About Santemako
A primeira luz da manhã tocou a água no exato momento em que pisei no convés dianteiro, café na mão. Uma fina faixa dourada se espalhava pelo mar calmo entre Kelor e Rinca, e o único som era o leve estalar do casco de teca se acomodando. Eu não esperava tanto silêncio — havíamos chegado tarde na noite anterior, cansados do voo para Labuan Bajo, e a tripulação já havia atracado em uma enseada protegida. Acordar no Santemako era como estar aninhado entre as ilhas, não apenas de passagem por elas.
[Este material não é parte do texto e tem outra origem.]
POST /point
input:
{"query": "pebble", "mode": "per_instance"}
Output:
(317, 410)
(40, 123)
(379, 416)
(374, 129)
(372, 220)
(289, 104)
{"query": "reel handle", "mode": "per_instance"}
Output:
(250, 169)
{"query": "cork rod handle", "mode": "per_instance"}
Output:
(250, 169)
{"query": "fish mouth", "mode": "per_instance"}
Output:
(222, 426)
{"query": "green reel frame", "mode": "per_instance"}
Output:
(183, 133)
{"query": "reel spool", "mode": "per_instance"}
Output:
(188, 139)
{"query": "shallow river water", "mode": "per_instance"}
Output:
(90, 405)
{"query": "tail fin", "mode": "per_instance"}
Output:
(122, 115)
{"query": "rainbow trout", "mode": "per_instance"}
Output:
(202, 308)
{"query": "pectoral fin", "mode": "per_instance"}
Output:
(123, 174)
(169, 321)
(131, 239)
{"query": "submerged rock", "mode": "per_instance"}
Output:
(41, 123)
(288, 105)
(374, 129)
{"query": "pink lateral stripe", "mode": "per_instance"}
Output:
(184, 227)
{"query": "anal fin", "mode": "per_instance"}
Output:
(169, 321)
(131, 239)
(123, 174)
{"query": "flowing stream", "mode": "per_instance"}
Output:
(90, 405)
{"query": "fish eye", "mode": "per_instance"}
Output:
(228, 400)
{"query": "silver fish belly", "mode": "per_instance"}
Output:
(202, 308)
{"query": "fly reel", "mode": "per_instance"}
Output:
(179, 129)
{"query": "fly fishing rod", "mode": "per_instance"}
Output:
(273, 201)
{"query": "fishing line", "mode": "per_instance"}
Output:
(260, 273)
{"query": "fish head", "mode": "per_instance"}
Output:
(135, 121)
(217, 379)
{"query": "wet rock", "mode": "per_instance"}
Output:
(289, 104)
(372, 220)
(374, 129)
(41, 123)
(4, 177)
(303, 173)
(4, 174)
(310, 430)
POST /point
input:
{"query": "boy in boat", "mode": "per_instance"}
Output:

Passamos o primeiro dia inteiro perseguindo o nascer do sol em Padar. A trilha começou cedo, botas esmagando cascalho vulcânico, mas a vista do alto — aquela baía curva de areia branca emoldurada por morros recortados — compensou cada passo. No meio da manhã, estávamos de volta ao barco, navegando em direção à Vila Komodo. O guarda florestal levou nosso pequeno grupo pela floresta seca, apontando dragões tomando sol no caminho. Um macho enorme estava estendido, a língua tremeluzindo, sem se impressionar. Mais tarde, nadamos na Pink Beach, onde a areia realmente brilha em um suave tom de coral, especialmente quando agitada pela maré.
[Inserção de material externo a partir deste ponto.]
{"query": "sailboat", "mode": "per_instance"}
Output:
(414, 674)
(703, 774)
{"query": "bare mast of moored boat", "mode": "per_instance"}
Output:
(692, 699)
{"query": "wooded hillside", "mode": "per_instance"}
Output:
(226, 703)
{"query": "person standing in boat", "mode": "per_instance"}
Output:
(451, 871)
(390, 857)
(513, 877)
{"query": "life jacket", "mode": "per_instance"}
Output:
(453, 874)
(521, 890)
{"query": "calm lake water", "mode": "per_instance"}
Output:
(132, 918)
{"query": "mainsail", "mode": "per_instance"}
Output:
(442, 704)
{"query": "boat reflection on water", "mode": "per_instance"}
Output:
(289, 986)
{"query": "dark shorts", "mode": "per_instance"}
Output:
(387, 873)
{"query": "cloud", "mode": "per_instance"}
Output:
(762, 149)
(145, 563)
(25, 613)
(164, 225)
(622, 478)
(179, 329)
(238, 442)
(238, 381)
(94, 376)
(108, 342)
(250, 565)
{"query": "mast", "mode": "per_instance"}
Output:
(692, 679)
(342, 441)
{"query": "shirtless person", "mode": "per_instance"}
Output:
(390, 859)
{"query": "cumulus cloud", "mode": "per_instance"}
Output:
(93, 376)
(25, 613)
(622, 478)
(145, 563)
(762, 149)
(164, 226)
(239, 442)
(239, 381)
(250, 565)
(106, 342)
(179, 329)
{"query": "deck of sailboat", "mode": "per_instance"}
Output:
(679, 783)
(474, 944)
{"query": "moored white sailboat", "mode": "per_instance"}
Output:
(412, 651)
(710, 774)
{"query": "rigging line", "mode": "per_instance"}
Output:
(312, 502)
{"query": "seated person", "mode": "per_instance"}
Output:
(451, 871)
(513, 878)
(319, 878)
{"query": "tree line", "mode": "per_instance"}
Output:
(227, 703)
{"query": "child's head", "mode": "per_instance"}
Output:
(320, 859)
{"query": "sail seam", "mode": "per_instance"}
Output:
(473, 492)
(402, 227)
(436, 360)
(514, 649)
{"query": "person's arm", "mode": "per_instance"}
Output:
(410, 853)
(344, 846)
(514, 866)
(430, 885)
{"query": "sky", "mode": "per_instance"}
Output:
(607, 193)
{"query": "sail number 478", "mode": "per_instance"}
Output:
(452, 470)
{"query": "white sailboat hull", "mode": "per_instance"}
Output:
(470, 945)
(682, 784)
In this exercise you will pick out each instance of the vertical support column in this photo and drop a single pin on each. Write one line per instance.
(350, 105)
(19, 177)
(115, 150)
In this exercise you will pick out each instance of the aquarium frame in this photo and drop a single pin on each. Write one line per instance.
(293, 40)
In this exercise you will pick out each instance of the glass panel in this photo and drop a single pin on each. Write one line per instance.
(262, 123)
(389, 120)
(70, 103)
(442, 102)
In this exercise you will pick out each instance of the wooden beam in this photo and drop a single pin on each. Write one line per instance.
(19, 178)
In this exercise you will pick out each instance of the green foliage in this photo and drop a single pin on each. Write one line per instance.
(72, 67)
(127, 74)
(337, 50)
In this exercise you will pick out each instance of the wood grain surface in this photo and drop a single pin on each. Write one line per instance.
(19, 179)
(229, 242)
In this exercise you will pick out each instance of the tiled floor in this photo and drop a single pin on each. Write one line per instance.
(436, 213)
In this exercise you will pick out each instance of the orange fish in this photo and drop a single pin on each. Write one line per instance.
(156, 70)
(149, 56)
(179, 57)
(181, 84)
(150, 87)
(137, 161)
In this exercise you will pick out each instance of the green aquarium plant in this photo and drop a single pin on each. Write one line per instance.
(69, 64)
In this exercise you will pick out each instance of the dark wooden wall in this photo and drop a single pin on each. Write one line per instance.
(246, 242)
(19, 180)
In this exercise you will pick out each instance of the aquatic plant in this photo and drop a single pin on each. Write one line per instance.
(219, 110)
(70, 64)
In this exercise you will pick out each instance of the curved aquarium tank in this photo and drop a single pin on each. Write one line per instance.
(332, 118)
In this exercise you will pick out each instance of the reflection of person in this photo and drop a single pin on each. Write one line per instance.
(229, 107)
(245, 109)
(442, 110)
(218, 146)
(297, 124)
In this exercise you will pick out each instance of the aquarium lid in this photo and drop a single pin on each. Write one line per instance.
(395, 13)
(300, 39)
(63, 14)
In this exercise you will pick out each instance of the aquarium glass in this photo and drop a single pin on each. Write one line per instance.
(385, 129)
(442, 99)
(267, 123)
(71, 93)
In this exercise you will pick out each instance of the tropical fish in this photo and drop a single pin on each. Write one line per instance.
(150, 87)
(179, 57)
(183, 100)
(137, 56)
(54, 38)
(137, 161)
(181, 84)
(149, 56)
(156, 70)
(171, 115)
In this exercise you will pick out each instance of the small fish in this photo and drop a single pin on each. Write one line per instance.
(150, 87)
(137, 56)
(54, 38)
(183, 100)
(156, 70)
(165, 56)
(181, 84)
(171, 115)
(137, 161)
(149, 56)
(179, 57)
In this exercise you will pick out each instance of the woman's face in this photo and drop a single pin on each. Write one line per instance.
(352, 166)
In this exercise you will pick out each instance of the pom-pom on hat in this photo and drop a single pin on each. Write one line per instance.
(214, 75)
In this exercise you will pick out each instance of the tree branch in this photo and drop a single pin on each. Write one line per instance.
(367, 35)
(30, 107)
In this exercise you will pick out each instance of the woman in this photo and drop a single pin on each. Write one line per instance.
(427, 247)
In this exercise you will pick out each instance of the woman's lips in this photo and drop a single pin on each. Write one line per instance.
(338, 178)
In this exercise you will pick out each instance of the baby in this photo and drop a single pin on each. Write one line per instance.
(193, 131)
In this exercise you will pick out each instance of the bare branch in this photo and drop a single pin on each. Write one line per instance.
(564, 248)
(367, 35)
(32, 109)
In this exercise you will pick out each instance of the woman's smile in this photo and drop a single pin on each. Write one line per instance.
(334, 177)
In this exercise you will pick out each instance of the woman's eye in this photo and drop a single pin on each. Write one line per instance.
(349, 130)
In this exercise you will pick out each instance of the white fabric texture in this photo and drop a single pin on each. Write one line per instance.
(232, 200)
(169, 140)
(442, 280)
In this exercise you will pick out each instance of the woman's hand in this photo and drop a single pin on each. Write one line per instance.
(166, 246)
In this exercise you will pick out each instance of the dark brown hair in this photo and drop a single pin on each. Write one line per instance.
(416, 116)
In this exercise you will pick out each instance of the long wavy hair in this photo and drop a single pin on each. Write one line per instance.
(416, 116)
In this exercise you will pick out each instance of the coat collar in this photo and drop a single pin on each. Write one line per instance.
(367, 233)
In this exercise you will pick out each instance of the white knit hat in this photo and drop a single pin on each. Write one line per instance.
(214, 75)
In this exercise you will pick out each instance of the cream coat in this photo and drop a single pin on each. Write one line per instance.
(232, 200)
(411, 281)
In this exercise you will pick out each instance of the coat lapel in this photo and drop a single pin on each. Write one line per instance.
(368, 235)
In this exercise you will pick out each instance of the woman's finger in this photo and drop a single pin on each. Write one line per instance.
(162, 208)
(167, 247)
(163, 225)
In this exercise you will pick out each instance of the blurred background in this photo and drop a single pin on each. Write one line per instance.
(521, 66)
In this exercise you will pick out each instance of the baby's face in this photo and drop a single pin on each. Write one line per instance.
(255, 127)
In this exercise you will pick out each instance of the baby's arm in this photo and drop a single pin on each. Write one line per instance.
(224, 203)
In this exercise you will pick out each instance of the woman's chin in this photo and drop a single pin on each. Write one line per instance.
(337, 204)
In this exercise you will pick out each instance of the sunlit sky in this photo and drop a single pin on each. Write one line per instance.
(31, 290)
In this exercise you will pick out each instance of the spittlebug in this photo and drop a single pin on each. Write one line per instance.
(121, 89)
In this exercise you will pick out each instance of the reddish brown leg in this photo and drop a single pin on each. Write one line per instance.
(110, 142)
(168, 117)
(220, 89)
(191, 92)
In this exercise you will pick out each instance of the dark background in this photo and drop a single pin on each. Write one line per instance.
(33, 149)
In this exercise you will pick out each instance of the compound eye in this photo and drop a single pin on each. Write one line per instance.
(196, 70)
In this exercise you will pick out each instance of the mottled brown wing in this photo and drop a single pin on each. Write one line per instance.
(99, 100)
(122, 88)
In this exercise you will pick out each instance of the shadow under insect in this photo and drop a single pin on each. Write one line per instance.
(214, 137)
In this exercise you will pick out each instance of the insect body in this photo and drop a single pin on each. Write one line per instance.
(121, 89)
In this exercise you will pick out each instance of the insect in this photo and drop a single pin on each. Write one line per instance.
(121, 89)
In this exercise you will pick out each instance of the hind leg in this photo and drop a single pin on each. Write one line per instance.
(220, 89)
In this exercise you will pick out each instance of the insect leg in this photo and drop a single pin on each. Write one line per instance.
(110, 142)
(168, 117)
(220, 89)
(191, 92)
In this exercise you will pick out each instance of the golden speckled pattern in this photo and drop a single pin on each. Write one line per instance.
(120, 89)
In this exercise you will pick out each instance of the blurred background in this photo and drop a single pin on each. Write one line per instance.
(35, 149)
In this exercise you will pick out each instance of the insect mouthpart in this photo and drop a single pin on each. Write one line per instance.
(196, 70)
A configuração de cabine única do Santemako significava que estávamos só nós — um casal celebrando uma data especial — e a tripulação. A cabine, aconchegada na popa, tinha portas grossas de madeira que barravam o ruído, uma cama de casal apropriada com colchão firme e um pequeno abajur de leitura posicionado sobre o travesseiro. O chuveiro privativo tinha boa pressão, o que fazia diferença depois de um dia de trilha e snorkel. As refeições eram servidas no convés superior: peixe grelhado com sambal, salada de mamão, bananas fritas. Lembro-me de sentar de pernas cruzadas na esteira, vendo o céu virar laranja enquanto ancorávamos perto da Ilha Kalong, onde milhares de morcegos-da-fruta saíam dos manguezais ao anoitecer.
O terceiro dia começou com uma deriva lenta sobre o banco de areia de Taka Makassar. Parecia uma miragem — um longo dedo de areia branca surgindo do azul profundo. Caminhamos descalços com água pelos joelhos, rindo do quanto aquele lugar parecia vasto e vazio. Depois, uma rápida parada em Kanawa, onde o recife descia abruptamente e avistamos um pequeno tubarão-de-ponta-preta perto das cabeças de coral. O tender do barco nos levou de volta em etapas enquanto nuvens se juntavam. Quando chegamos ao porto de Labuan Bajo, a tripulação já havia arrumado nossas malas e preparado toalhas frias.
Com 23 metros e construído em 2022, o Santemako não é o maior phinisi por aí, mas também não precisava ser. O espaço no convés parecia generoso, com espreguiçadeiras sombreadas à frente e um banco dobrável na popa. A tripulação se movia em silêncio, antecipando sem ficar em cima. Certa noite, o capitão apontou a constelação de Órion pelo cordame. Sem música, sem motor — só o barco balançando suavemente numa baía perto de Sebayur. Adormeci com o som da água batendo no casco, algo que ainda escuto quando fecho os olhos.